I had meant to go straight to the airport after I left the clinic, but I had come to Malta in such a rush that all I had brought was my passport, my phone, and an overnight bag. My wallet and cards were still locked in the villa safe. By the time I reached the terminal, fever was crawling through me so hard I could barely stay upright.
I collapsed before I made it through security.
When I came to, I was on a narrow bed outside an emergency room. A nurse was holding my phone.
"The only emergency contact listed is your husband," she said. "He isn't answering."
The doctor beside her looked grim. "You have signs of severe myocarditis. You need to be admitted now. We need a deposit before we can move you upstairs."
That was when a young man on crutches stopped beside the bed and reached for his wallet.
"Use my card," he said. "Start treatment first."
His name was Ethan. He was studying abroad, recovering from a scooter accident, and had no reason to help me except that he could.
I spent the next several days in intensive care, alive by degrees.
When the worst of it passed, one of the nurses brought me my charged phone. There was only one message from Matteo.
Unless you're dying, don't contact me again.
I stared at it for a long time, then laughed. The cruel joke was that I really had almost died, and he still had not answered.
When Ethan came by to check on me, he caught that laugh and raised a brow. "What's funny?"
"Nothing," I said, turning the phone face down. "I just realized some men deserve to regret a woman for the rest of their lives."

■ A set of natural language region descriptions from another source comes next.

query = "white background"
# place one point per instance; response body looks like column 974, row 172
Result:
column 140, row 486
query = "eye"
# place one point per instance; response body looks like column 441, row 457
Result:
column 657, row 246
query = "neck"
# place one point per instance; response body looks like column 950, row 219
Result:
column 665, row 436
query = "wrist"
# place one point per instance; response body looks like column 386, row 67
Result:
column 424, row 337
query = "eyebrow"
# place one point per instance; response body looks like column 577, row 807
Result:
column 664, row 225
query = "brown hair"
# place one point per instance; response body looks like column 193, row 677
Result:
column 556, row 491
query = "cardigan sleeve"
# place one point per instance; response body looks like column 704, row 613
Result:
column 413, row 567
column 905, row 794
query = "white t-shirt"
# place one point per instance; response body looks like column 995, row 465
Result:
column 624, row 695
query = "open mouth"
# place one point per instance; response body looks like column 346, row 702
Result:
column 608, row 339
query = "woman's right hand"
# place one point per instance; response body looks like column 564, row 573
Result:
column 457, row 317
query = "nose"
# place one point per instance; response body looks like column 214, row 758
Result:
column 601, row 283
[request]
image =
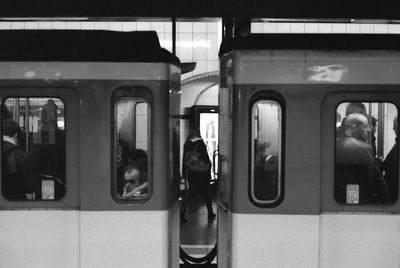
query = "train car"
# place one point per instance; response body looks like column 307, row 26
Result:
column 308, row 151
column 87, row 150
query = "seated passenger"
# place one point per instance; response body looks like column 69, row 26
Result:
column 19, row 182
column 136, row 175
column 355, row 163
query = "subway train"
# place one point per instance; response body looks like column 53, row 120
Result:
column 307, row 158
column 83, row 107
column 308, row 129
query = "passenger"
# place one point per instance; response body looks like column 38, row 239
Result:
column 352, row 107
column 19, row 182
column 266, row 169
column 355, row 163
column 135, row 177
column 373, row 138
column 390, row 166
column 198, row 175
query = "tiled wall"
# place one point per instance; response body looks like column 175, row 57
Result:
column 324, row 28
column 196, row 41
column 199, row 42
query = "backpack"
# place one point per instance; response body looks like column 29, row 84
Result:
column 192, row 161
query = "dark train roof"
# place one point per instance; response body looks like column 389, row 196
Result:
column 82, row 46
column 312, row 42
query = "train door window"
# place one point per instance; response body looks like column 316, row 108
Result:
column 266, row 145
column 33, row 148
column 131, row 132
column 366, row 168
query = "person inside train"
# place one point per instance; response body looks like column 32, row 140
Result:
column 355, row 164
column 135, row 175
column 372, row 136
column 265, row 172
column 390, row 166
column 352, row 107
column 196, row 169
column 19, row 182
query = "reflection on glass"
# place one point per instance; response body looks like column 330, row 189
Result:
column 33, row 148
column 366, row 168
column 266, row 152
column 131, row 132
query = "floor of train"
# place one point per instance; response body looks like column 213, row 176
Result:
column 199, row 234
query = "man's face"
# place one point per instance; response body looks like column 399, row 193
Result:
column 364, row 130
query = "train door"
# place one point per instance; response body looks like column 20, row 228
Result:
column 40, row 218
column 198, row 229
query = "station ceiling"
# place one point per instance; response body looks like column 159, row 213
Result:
column 122, row 9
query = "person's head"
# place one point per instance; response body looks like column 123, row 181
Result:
column 132, row 175
column 356, row 126
column 137, row 166
column 194, row 132
column 373, row 125
column 136, row 154
column 11, row 129
column 357, row 108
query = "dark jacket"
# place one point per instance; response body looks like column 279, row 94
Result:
column 355, row 164
column 193, row 176
column 17, row 173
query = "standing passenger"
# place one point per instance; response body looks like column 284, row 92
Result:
column 198, row 175
column 355, row 163
column 19, row 182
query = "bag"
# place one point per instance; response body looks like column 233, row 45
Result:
column 193, row 161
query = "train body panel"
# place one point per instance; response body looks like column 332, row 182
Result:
column 285, row 105
column 315, row 67
column 123, row 239
column 111, row 108
column 84, row 70
column 359, row 240
column 40, row 238
column 275, row 240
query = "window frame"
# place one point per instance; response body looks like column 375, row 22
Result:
column 331, row 96
column 27, row 96
column 269, row 97
column 142, row 95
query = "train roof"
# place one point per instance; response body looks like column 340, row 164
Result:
column 83, row 46
column 312, row 42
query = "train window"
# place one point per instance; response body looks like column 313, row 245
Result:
column 366, row 168
column 33, row 149
column 131, row 131
column 266, row 152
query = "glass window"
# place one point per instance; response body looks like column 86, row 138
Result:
column 33, row 149
column 266, row 145
column 366, row 168
column 131, row 132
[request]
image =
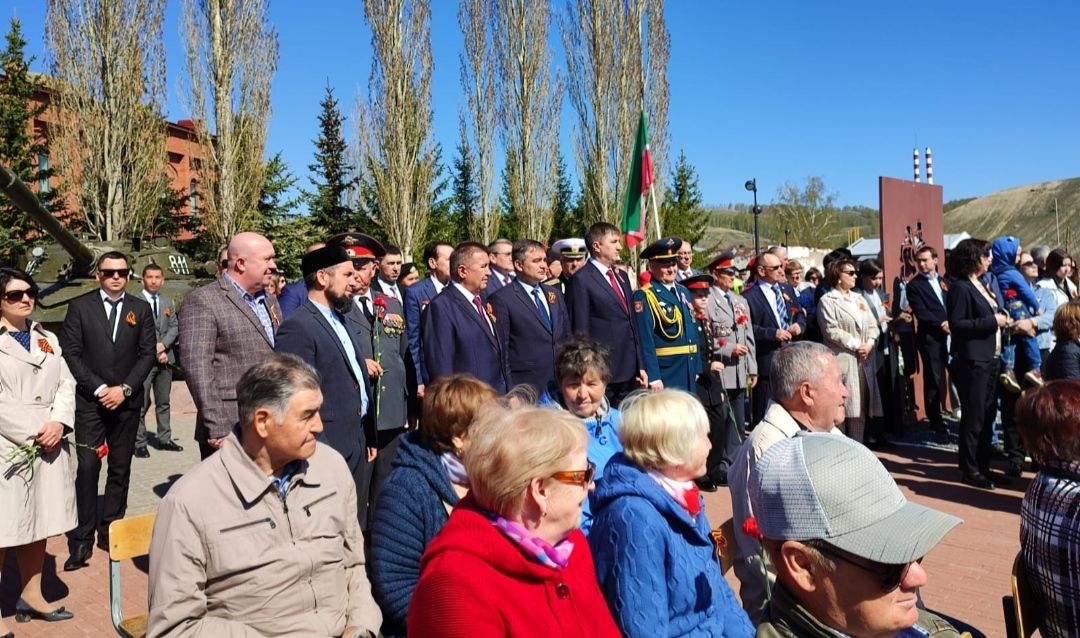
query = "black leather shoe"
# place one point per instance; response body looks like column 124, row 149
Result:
column 171, row 446
column 979, row 480
column 24, row 613
column 80, row 554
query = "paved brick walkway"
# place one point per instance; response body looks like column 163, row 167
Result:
column 969, row 571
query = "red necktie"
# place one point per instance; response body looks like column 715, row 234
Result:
column 618, row 289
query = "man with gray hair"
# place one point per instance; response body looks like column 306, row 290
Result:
column 848, row 561
column 261, row 539
column 808, row 395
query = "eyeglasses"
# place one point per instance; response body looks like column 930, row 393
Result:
column 579, row 477
column 16, row 296
column 889, row 575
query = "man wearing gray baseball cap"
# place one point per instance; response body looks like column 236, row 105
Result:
column 846, row 544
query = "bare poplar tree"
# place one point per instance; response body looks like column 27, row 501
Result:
column 617, row 54
column 529, row 100
column 478, row 82
column 109, row 133
column 231, row 56
column 395, row 120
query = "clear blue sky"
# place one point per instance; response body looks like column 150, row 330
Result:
column 772, row 90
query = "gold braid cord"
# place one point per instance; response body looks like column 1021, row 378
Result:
column 674, row 317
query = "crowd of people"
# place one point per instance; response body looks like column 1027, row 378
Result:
column 516, row 443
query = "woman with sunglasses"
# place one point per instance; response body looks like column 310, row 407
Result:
column 850, row 329
column 511, row 560
column 37, row 407
column 655, row 556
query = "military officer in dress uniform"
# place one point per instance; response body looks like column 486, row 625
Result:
column 729, row 314
column 665, row 322
column 571, row 258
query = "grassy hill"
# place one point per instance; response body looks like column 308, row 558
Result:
column 1026, row 212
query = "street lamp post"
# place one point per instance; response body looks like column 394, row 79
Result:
column 752, row 186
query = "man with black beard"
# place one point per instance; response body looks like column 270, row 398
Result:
column 318, row 334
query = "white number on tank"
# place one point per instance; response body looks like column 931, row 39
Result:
column 178, row 263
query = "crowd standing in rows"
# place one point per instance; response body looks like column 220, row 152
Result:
column 368, row 463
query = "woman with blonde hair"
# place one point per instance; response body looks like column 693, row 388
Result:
column 511, row 560
column 37, row 409
column 424, row 484
column 850, row 329
column 655, row 555
column 1064, row 360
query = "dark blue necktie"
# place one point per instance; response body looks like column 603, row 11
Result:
column 781, row 307
column 541, row 308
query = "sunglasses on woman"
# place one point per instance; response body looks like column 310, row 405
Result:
column 16, row 296
column 579, row 477
column 889, row 575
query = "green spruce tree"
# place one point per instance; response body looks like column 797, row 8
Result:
column 332, row 175
column 682, row 214
column 22, row 150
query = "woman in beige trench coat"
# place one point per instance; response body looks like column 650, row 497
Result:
column 850, row 330
column 37, row 405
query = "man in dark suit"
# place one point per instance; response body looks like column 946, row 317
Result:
column 665, row 322
column 601, row 309
column 927, row 294
column 458, row 329
column 379, row 323
column 318, row 334
column 417, row 298
column 226, row 327
column 108, row 341
column 530, row 320
column 777, row 319
column 501, row 262
column 294, row 295
column 159, row 383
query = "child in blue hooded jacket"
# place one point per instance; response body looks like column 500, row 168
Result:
column 1020, row 302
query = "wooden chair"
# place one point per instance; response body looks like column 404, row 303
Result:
column 1022, row 610
column 129, row 538
column 724, row 539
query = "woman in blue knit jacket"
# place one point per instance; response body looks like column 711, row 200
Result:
column 427, row 480
column 650, row 540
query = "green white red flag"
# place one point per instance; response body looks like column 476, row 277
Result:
column 637, row 188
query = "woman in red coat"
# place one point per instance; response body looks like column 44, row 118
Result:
column 511, row 560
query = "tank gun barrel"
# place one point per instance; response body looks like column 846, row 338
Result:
column 22, row 197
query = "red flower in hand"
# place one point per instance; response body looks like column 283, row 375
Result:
column 751, row 529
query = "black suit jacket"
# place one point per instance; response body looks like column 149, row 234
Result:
column 528, row 344
column 456, row 339
column 308, row 335
column 95, row 360
column 971, row 323
column 596, row 312
column 925, row 304
column 765, row 324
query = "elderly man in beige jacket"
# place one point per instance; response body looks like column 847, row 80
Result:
column 808, row 394
column 261, row 538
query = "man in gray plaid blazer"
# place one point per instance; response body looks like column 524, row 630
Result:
column 226, row 327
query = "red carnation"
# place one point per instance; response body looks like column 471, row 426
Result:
column 751, row 529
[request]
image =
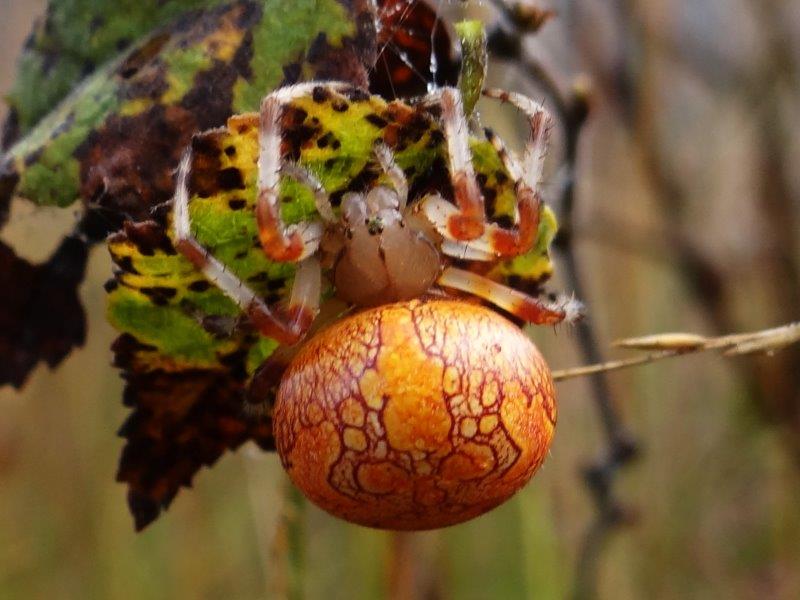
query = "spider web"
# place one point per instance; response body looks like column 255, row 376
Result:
column 414, row 49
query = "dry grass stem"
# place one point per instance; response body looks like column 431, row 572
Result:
column 667, row 345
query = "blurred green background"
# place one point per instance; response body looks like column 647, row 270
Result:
column 691, row 156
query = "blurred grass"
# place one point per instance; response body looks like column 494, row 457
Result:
column 716, row 491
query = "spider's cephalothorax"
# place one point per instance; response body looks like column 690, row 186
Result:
column 377, row 254
column 379, row 245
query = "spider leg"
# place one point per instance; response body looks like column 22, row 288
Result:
column 529, row 309
column 540, row 123
column 303, row 306
column 449, row 221
column 469, row 221
column 526, row 177
column 321, row 199
column 395, row 174
column 281, row 242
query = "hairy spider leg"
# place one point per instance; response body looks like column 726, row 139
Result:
column 288, row 327
column 322, row 201
column 541, row 124
column 468, row 221
column 280, row 242
column 495, row 241
column 395, row 174
column 529, row 309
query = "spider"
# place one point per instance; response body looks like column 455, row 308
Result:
column 381, row 245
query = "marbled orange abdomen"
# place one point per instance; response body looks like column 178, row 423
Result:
column 415, row 415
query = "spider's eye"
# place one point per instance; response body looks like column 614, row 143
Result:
column 415, row 415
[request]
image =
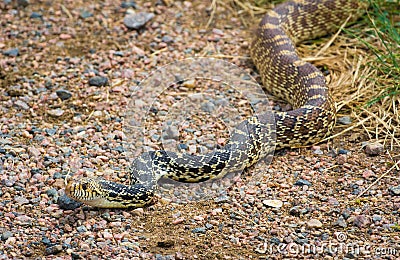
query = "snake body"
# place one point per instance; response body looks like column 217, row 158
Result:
column 283, row 74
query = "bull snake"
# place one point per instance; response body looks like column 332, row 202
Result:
column 283, row 73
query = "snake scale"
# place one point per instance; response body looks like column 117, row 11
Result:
column 283, row 74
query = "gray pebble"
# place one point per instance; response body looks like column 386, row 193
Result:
column 183, row 146
column 344, row 120
column 222, row 199
column 171, row 132
column 36, row 15
column 302, row 182
column 52, row 131
column 6, row 235
column 318, row 151
column 14, row 52
column 55, row 112
column 52, row 250
column 376, row 218
column 395, row 190
column 295, row 211
column 52, row 192
column 167, row 39
column 200, row 230
column 21, row 200
column 63, row 94
column 129, row 4
column 361, row 221
column 23, row 3
column 98, row 81
column 67, row 203
column 81, row 229
column 85, row 14
column 136, row 21
column 208, row 107
column 15, row 91
column 119, row 53
column 374, row 149
column 21, row 104
column 209, row 226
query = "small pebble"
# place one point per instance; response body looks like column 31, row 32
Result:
column 5, row 235
column 81, row 229
column 376, row 218
column 53, row 250
column 98, row 81
column 374, row 149
column 57, row 112
column 360, row 221
column 36, row 15
column 314, row 223
column 67, row 203
column 167, row 39
column 11, row 52
column 21, row 200
column 63, row 94
column 273, row 203
column 21, row 104
column 302, row 182
column 171, row 132
column 395, row 190
column 137, row 20
column 200, row 230
column 345, row 120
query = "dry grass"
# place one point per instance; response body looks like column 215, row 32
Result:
column 364, row 66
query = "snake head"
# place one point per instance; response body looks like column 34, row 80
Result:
column 106, row 194
column 85, row 190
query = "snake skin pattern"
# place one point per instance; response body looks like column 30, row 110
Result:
column 283, row 74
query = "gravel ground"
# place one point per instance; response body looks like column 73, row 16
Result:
column 68, row 69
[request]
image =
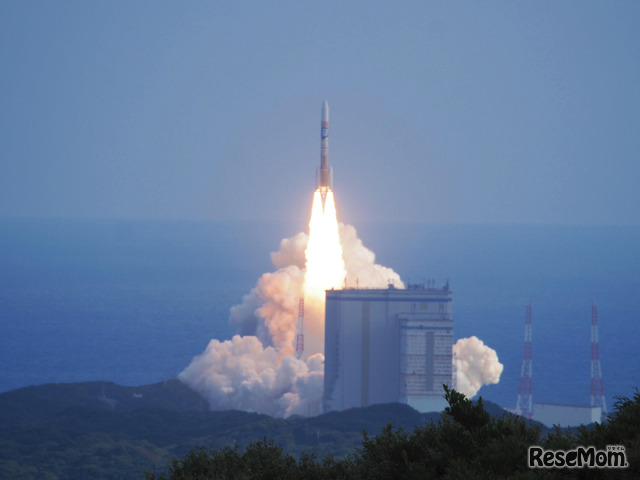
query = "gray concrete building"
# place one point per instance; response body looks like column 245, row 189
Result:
column 388, row 345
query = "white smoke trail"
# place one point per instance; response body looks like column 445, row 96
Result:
column 476, row 365
column 256, row 370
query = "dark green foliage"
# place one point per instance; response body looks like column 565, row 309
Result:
column 68, row 439
column 467, row 443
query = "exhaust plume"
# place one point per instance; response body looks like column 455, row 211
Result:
column 257, row 371
column 476, row 365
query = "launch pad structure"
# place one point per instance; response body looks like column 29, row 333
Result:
column 388, row 345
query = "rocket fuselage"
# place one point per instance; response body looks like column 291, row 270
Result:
column 324, row 174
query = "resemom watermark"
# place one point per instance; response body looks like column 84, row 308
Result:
column 613, row 457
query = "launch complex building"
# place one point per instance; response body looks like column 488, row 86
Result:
column 388, row 345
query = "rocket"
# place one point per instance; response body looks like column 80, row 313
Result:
column 324, row 174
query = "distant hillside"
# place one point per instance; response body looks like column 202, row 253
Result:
column 103, row 430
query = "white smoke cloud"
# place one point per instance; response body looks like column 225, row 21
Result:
column 242, row 374
column 476, row 365
column 256, row 370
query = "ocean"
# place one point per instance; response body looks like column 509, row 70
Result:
column 133, row 301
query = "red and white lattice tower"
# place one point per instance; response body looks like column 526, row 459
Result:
column 524, row 405
column 597, row 389
column 300, row 336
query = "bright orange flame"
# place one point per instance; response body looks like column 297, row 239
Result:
column 325, row 265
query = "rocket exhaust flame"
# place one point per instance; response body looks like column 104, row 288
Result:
column 257, row 370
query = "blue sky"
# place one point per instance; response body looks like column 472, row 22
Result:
column 461, row 112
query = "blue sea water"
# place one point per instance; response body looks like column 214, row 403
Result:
column 133, row 301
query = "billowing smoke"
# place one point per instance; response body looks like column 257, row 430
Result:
column 476, row 365
column 257, row 371
column 242, row 374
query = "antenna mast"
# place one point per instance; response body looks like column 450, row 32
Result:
column 524, row 405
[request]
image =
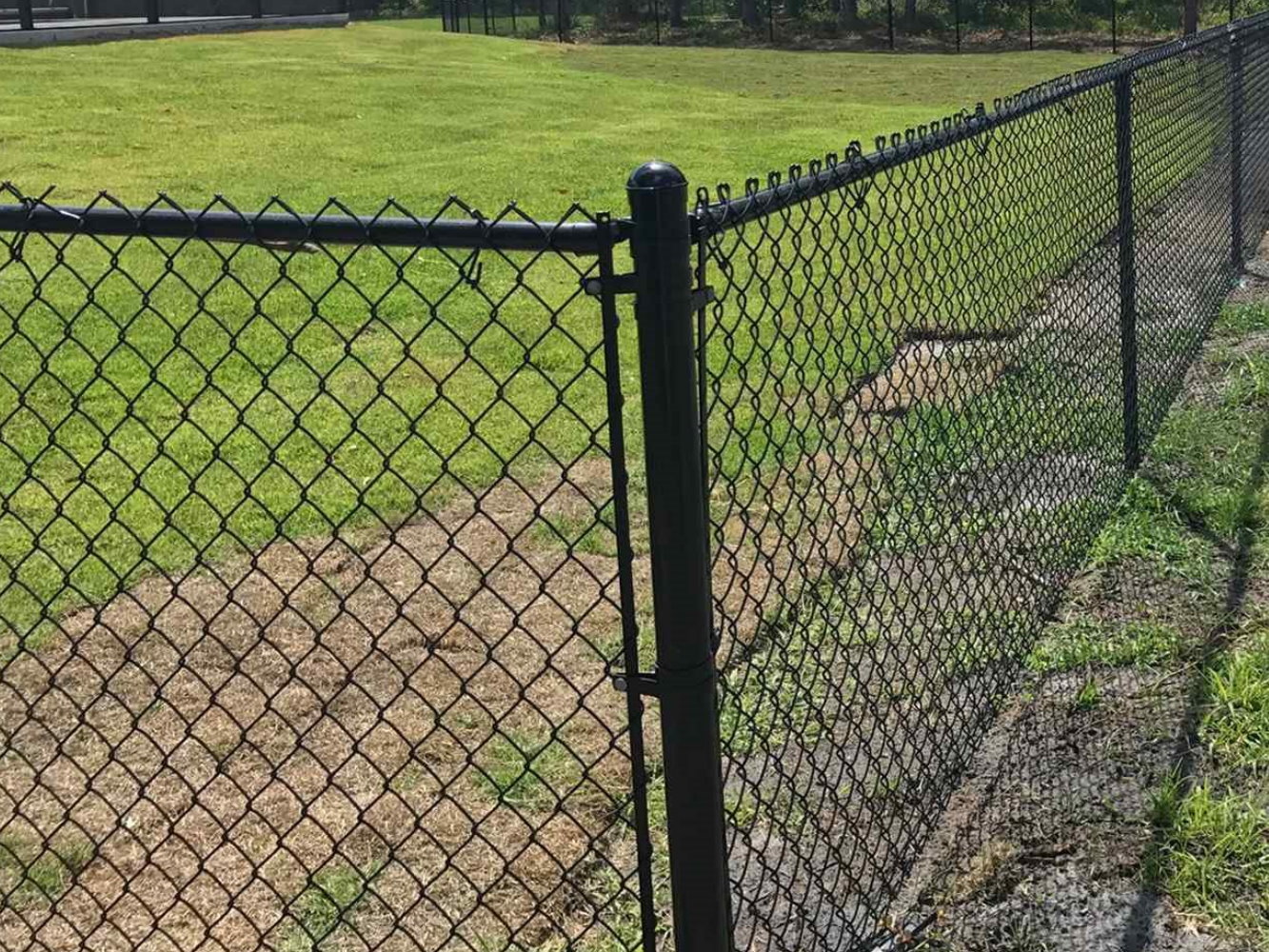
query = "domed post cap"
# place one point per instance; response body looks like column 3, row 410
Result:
column 656, row 174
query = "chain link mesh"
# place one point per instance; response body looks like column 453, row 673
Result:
column 308, row 586
column 914, row 392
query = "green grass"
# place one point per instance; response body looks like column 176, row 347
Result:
column 168, row 406
column 525, row 771
column 1214, row 859
column 1211, row 852
column 328, row 905
column 33, row 874
column 1237, row 726
column 1088, row 642
column 400, row 109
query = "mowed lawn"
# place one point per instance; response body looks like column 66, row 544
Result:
column 164, row 404
column 401, row 109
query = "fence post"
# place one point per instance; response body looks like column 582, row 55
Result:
column 1127, row 269
column 1237, row 152
column 685, row 681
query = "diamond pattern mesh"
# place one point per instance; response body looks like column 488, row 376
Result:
column 316, row 556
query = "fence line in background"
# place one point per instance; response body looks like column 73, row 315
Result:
column 342, row 554
column 774, row 22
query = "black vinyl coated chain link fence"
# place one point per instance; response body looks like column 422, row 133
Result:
column 336, row 567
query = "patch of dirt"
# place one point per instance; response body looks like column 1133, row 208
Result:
column 330, row 704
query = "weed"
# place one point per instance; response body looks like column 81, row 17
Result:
column 1089, row 642
column 525, row 771
column 328, row 904
column 1237, row 724
column 1089, row 696
column 34, row 874
column 1214, row 857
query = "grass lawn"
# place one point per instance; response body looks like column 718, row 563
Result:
column 165, row 402
column 400, row 109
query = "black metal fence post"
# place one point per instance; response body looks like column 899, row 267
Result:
column 1237, row 152
column 685, row 681
column 1127, row 269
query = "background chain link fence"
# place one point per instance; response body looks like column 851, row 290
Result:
column 327, row 543
column 915, row 396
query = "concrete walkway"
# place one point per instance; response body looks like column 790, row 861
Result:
column 103, row 30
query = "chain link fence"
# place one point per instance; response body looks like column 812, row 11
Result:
column 917, row 26
column 340, row 555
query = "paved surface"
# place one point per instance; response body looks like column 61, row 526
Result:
column 102, row 30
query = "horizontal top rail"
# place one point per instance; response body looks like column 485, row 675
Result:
column 833, row 174
column 506, row 235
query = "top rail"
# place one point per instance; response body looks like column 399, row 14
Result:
column 579, row 236
column 899, row 149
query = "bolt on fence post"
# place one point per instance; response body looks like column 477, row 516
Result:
column 1127, row 269
column 1237, row 152
column 685, row 680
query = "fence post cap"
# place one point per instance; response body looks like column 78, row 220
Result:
column 656, row 174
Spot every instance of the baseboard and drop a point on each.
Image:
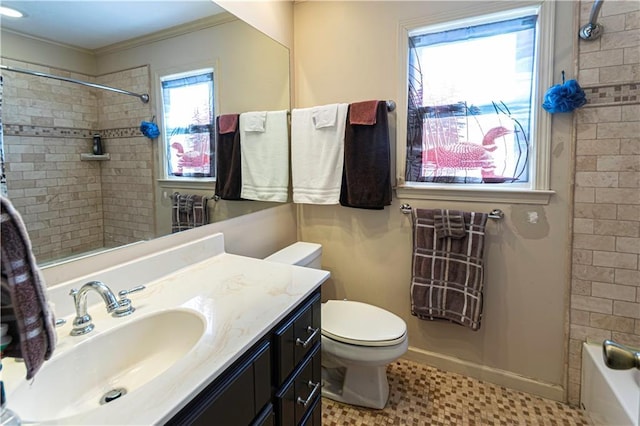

Before Ethan flew home, he left the hospital receipts on my bedside table and told me not to worry about the difference.
After he left, I found the nurse who had taken the best care of me.
"I need a favor," I said. "Call this number and tell him his wife died in Malta."
It was a foreign country. The paperwork was messy, the clinic had already transferred me once, and the airport records were chaos after the storm. A lie like that only had to hold long enough.
By the time Matteo came looking, all he would find was a death notice, a name, and ashes.